Just as I was finishing my oatmeal, I heard a crash. Not a super loud crash. Not a dangerous crash plus yelp of pain. Not a multi-smash that might indicate the dropping of a tray or the failure of tables or cabinets. Just a smash like the shattering of a single ceramic dish.
I was instantly out of bed, panicked. I was not thinking at all. Only reacting. I crept downstairs in my nightgown slowly, looking over the railing. I was terrified, arms wrapped around myself like you'd imagine a cold child would do. I stopped a few steps up, looking into the kitchen where I could see my husband shaking his head and picking up the pieces of a broken tea cup.

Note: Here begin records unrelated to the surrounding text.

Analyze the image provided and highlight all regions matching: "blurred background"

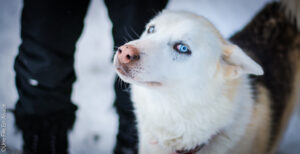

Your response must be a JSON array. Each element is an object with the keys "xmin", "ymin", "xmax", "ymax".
[{"xmin": 0, "ymin": 0, "xmax": 300, "ymax": 154}]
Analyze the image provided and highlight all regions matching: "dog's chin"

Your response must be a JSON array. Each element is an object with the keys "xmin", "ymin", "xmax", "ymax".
[{"xmin": 116, "ymin": 67, "xmax": 162, "ymax": 86}]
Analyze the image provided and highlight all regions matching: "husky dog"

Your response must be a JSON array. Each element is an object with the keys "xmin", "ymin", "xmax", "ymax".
[{"xmin": 114, "ymin": 0, "xmax": 300, "ymax": 154}]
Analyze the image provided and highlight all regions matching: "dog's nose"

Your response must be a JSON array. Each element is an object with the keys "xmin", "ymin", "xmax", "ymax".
[{"xmin": 117, "ymin": 45, "xmax": 140, "ymax": 64}]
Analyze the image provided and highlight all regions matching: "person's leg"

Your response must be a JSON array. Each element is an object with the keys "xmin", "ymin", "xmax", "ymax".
[
  {"xmin": 14, "ymin": 0, "xmax": 89, "ymax": 154},
  {"xmin": 105, "ymin": 0, "xmax": 168, "ymax": 154}
]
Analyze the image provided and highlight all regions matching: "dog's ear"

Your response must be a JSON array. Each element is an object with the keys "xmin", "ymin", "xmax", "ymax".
[{"xmin": 222, "ymin": 44, "xmax": 264, "ymax": 79}]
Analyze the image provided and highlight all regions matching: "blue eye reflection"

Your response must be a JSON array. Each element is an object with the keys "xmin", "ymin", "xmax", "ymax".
[{"xmin": 174, "ymin": 43, "xmax": 191, "ymax": 54}]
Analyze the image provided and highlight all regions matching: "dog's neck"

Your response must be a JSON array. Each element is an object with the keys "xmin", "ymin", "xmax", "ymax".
[{"xmin": 132, "ymin": 77, "xmax": 252, "ymax": 153}]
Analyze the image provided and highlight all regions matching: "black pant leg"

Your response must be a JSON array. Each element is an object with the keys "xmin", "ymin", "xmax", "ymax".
[
  {"xmin": 14, "ymin": 0, "xmax": 89, "ymax": 153},
  {"xmin": 105, "ymin": 0, "xmax": 168, "ymax": 154}
]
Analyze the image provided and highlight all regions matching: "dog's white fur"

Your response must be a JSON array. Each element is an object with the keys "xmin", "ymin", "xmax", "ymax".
[{"xmin": 114, "ymin": 11, "xmax": 263, "ymax": 154}]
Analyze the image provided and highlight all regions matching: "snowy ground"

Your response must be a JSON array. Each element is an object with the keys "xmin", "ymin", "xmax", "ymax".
[{"xmin": 0, "ymin": 0, "xmax": 300, "ymax": 154}]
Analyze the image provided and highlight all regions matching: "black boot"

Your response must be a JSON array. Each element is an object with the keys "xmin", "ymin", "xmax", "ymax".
[{"xmin": 15, "ymin": 109, "xmax": 75, "ymax": 154}]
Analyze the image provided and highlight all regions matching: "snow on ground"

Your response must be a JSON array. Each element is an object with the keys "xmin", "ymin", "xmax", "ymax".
[{"xmin": 0, "ymin": 0, "xmax": 300, "ymax": 154}]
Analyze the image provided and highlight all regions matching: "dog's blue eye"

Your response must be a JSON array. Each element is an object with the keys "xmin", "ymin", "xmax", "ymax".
[
  {"xmin": 147, "ymin": 25, "xmax": 155, "ymax": 34},
  {"xmin": 174, "ymin": 43, "xmax": 191, "ymax": 54}
]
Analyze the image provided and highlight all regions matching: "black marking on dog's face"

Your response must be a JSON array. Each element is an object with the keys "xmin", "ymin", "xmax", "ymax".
[{"xmin": 231, "ymin": 2, "xmax": 299, "ymax": 150}]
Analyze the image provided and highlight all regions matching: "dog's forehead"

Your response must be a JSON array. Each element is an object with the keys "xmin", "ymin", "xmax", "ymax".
[
  {"xmin": 148, "ymin": 10, "xmax": 226, "ymax": 43},
  {"xmin": 149, "ymin": 10, "xmax": 211, "ymax": 29}
]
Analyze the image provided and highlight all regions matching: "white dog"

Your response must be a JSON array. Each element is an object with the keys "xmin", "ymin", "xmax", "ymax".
[{"xmin": 114, "ymin": 0, "xmax": 300, "ymax": 154}]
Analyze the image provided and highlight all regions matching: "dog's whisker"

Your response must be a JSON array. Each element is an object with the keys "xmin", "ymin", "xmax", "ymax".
[{"xmin": 124, "ymin": 27, "xmax": 134, "ymax": 40}]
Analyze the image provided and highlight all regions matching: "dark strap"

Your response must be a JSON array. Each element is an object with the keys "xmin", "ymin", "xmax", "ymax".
[{"xmin": 176, "ymin": 144, "xmax": 205, "ymax": 154}]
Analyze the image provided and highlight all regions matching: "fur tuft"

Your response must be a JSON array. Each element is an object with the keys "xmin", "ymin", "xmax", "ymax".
[{"xmin": 281, "ymin": 0, "xmax": 300, "ymax": 30}]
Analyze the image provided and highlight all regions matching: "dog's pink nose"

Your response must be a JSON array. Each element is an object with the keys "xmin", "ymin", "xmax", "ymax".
[{"xmin": 117, "ymin": 45, "xmax": 140, "ymax": 64}]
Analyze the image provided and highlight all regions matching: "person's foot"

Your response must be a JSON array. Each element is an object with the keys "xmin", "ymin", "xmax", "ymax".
[{"xmin": 16, "ymin": 110, "xmax": 75, "ymax": 154}]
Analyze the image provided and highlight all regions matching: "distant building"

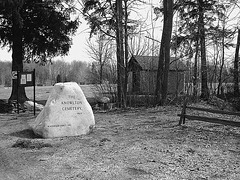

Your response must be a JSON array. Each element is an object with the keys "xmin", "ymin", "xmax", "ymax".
[{"xmin": 128, "ymin": 56, "xmax": 186, "ymax": 94}]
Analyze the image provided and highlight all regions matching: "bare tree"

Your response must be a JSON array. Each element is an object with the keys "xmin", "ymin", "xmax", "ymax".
[
  {"xmin": 87, "ymin": 33, "xmax": 112, "ymax": 84},
  {"xmin": 155, "ymin": 0, "xmax": 173, "ymax": 105}
]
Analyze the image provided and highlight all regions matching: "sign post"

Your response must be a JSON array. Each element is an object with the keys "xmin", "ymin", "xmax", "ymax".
[{"xmin": 17, "ymin": 69, "xmax": 36, "ymax": 116}]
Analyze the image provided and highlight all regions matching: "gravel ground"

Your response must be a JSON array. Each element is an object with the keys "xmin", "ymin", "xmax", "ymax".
[{"xmin": 0, "ymin": 106, "xmax": 240, "ymax": 180}]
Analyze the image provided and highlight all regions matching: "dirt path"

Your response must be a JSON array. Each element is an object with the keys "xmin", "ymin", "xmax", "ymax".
[{"xmin": 0, "ymin": 106, "xmax": 240, "ymax": 180}]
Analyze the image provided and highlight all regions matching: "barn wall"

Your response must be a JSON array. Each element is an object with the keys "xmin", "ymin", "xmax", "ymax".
[{"xmin": 128, "ymin": 71, "xmax": 184, "ymax": 94}]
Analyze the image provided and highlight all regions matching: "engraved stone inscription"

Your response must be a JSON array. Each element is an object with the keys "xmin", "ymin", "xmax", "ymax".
[{"xmin": 61, "ymin": 95, "xmax": 82, "ymax": 111}]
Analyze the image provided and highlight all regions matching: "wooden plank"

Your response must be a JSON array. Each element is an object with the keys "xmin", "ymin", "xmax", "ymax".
[
  {"xmin": 178, "ymin": 114, "xmax": 240, "ymax": 127},
  {"xmin": 187, "ymin": 106, "xmax": 240, "ymax": 116}
]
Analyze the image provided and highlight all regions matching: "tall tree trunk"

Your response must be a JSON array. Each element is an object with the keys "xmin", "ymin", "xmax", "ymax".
[
  {"xmin": 155, "ymin": 0, "xmax": 173, "ymax": 105},
  {"xmin": 123, "ymin": 0, "xmax": 128, "ymax": 106},
  {"xmin": 116, "ymin": 0, "xmax": 126, "ymax": 108},
  {"xmin": 198, "ymin": 0, "xmax": 209, "ymax": 100},
  {"xmin": 217, "ymin": 24, "xmax": 225, "ymax": 95},
  {"xmin": 193, "ymin": 33, "xmax": 199, "ymax": 99},
  {"xmin": 9, "ymin": 3, "xmax": 28, "ymax": 102},
  {"xmin": 233, "ymin": 29, "xmax": 240, "ymax": 96}
]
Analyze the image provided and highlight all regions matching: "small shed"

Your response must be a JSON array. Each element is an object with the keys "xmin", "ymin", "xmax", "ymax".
[{"xmin": 128, "ymin": 56, "xmax": 186, "ymax": 94}]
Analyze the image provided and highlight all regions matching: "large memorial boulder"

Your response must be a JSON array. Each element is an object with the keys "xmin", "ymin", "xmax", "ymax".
[{"xmin": 32, "ymin": 82, "xmax": 95, "ymax": 138}]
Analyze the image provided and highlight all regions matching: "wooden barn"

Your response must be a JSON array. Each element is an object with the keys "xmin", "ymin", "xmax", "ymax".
[{"xmin": 128, "ymin": 56, "xmax": 186, "ymax": 94}]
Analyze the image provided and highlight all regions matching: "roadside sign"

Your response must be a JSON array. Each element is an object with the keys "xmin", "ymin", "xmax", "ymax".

He looked up and saw me, and realized immediately that Something Was Wrong. He tried to be reassuring, "I have all the pieces. It broke cleanly. Sorry I busted one of the tea cups." This made absolutely no sense to me. And yet, part of me processed it, and thought, "Good. No small pieces of glass hiding around. Check." But OCD was apparently not the issue.
I shot out, "I don't care. Are you okay? Are you mad at me? Was it my fault?" He looked at me strangely, "I'm fine. No, I'm not mad." He walked over to the bottom of the stairs and held up the pieces, "See, they fit together. I have them all. There's no problem."
I was shaking a little, "I don't care. Are you mad? Did I do something wrong?" He tipped his head and took two steps up to stand next to me, and said, "Are you reacting to something? Something else?" I thought that this was his bizarre sense of humor in action again until I realized what he was really saying was, "Are you having a flashback?"
It took a few seconds, standing there and breathing, to realize I could hear someone screaming. A woman yelling hysterically. It was a 'real' sound. I knew it was in my head, but I could hear it for 'real.' I tried to articulate, "I ... if she broke something, it was never her fault. It was my fault. Our fault. You would be in your room playing, or more likely hiding, and then a smash. You would hear it and then the yelling would start." He nodded, being all nice the way he is, and letting me talk.
I closed my eyes and spoke the words I was hearing, words from many, many incidents all overlapping, "Get down here right now! Who put this cup here? This doesn't go here! Who was supposed to clean the kitchen? What is all this mess doing here? I told you never to leave these on the counter! Why are you wasting time? What are you doing? You should have been down here! Now clean this mess up! This is your fault! Do I have to do everything around here? You're old enough to see when something needs to be done! If this had been put away it wouldn't have broken! You never listen! You aren't cleaning that up right, get down on your knees. That had better be cleaned properly; if I find one piece of glass on this floor ..."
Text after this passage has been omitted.